Lorsque Chris Merritt intervient, le décalage est tel avec les scènes aseptisés que nous venons de vivre que, l'espace de quelques minutes, je crains qu'il n'en fasse trop et sombre dans un cabotinage déplacé. Mais le spectacle bascule : même les duos prennent un autre relief, et nous ressentons enfin le frisson du théâtre.
Evitant la caricature, Merritt campe un personnage dégénéré, mais faible et même attachant par ses faiblesses, un Hérode drôle également, bref : une superbe incarnation. C'est même un crime que de le mettre en scène de dos pendant la Danse de Mattila et pourtant nos yeux vont de l'un à l'autre. Vocalement, le ténor n'est sans doute plus à son zénith, mais il demeure bien au-dessus de ce qu'on entend habituellement dans ce rôle.

Le 23, Julia Juon remplaçant au pied levé Anja Silja assure le minimum syndical, sans l'engagement de sa Kundry, mais aussi sans les problèmes vocaux (aigus escamotés ou faux) supportés lors de ce Parsifal. Anja Silja est bien plus motivée le 29, mais le rôle d'Hérodias n'est guère gratifiant : nous sommes toujours heureux d'entendre cette grande artiste, mais franchement, c'est ici un luxe.

Les petits rôles sont excellemment tenus et la place nous manque pour les citer tous.

Dans la balance de ce spectacle au bilan mitigé, la direction de James Conlon contribue au passif. L'orchestre est techniquement irréprochable, mais c'est en vain que nous cherchons une vision : confondant décibels et paroxysme, incapable de soutenir une tension dramatique (l'accompagnement de la scène finale est à pleurer), d'une rigueur métronomique mais avec des imprécisions (les attaques sont systématiquement molles), n'évitant pas la vulgarité (la Danse des Sept Voiles culmine dans l'ambiance de kermesse joyeuse d'une fête à la bière), on attend désespérément le côté sulfureux qui fit scandale à la création.

En définitive, James Conlon est le vrai maillon faible de ce spectacle (6) qui ravira néanmoins la plus grande partie du public.
 
 
 

Placido Carrerotti

1. La dernière production à l'Opéra de Paris, remontant à février 1994, réunissait une Karen Huffstodt incandescente (qui enregistra la version française sous la baguette de K. Nagano avec les forces de l'Opéra de Lyon en 1990), Leonie Rysanek (dont ce furent les adieux à Paris), R. Ulfung (également interprète de la version française) et Monte Pederson sous la baguette de M.W.Chung dans une très belle production d'André Engel (on a du mal à comprendre qu'elle ne soit pas restée au répertoire). Il faut remonter ensuite à avril 1986 pour entendre Edda Moser au Palais Garnier, dans une de ses dernières prises de rôles, entourée de Robert Tear, Viorica Cortez et John Brocheler sous la baguette de K. Nagano (encore lui !).
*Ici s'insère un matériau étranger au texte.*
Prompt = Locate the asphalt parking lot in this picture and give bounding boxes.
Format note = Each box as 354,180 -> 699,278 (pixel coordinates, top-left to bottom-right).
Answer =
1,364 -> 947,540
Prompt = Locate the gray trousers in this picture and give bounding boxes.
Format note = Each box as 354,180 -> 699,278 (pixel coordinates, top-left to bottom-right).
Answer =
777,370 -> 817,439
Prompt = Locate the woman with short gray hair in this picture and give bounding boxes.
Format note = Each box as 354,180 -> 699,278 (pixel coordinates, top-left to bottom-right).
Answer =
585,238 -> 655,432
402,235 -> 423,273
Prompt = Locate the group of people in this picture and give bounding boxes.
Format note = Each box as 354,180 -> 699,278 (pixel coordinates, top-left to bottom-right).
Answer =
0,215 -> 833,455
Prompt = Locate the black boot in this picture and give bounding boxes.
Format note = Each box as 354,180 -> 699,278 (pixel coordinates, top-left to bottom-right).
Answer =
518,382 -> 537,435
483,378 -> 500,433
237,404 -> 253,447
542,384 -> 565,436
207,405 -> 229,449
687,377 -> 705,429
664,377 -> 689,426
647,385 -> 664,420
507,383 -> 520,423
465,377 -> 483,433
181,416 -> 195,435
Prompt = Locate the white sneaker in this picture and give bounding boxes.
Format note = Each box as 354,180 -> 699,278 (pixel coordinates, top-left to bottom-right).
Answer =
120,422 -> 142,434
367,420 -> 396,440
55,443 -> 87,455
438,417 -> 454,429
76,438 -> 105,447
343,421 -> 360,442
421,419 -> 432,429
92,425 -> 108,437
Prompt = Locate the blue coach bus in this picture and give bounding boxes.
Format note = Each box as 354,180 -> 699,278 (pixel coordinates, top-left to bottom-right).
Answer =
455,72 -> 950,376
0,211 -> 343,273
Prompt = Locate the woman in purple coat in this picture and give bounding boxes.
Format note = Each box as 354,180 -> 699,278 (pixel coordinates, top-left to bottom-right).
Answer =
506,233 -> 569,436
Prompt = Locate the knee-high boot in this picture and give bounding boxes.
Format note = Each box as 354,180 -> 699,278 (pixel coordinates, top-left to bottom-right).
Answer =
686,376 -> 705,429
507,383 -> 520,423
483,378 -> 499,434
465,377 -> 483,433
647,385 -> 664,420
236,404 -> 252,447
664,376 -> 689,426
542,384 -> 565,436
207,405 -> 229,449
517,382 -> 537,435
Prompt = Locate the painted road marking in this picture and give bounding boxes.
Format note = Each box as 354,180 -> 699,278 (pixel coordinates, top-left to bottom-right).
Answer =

Parallèlement, l'oeuvre fut montée au Châtelet ; en concert sous la baguette de Marek Janowski avec une Eva Marton surprenante d'engagement en mai 1987, avec Peter Straka, Helga Dernesch et B.Weikl ; vint ensuite en 1997 l'incarnation fameuse de Catherine Malfitano (plus actrice que chanteuse) entourée de K. Riegel, A. Silja (déjà) et R.Hale, handicapés par la direction un peu extérieure de S.Bychkov.

3 productions scéniques en 18 ans : c'est peu pour un tel ouvrage.
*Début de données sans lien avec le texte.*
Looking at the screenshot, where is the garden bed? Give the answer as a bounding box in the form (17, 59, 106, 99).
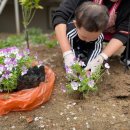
(0, 44, 129, 130)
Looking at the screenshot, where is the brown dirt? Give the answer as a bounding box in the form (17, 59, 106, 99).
(0, 44, 130, 130)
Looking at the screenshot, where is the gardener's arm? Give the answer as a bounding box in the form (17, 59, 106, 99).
(52, 0, 82, 28)
(85, 37, 127, 73)
(85, 38, 123, 73)
(53, 0, 81, 67)
(55, 24, 71, 53)
(55, 23, 76, 67)
(103, 5, 130, 57)
(85, 12, 130, 73)
(102, 38, 123, 57)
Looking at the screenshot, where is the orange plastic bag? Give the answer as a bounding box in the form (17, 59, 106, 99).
(0, 66, 55, 116)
2. Personnellement, j'aurais davantage apprécié cette production dans le cadre d'un festival, comme une tentative expérimentale et consciemment assumée ; dans un théâtre de répertoire, on doit miser sur la durée de vie de la production et la multiplicité des distributions (quand on les trouve) : l'effet "coup de poing" d'une mise en scène très audacieuse s'émousse au fur et à mesure des reprises et on ne voit plus à la longue que les défauts du spectacle. Je me place ici dans la peau du passionné qui voit tous les spectacles et toutes les distributions.

3. D'un autre côté, avec Gérard Mortier aux manettes, la question risque de ne pas se poser pendant quelques saisons et Caballé peut dormir tranquille.

4. D'habitude on souligne que "l'artiste chante bien" puis "qu'il est agréable à regarder", mais comme sa partie n'est pas franchement passionnante...

5. Ainsi, depuis le début de l'année et sur 5 opéras, je n'aurais vu qu'une fois Struckmann chanter intégralement un spectacle et sans annonce préalable : inquiétant .

6. Le chef est même surnommé James Comdom par une partie de l'orchestre car "avec lui la Musique ne passera pas".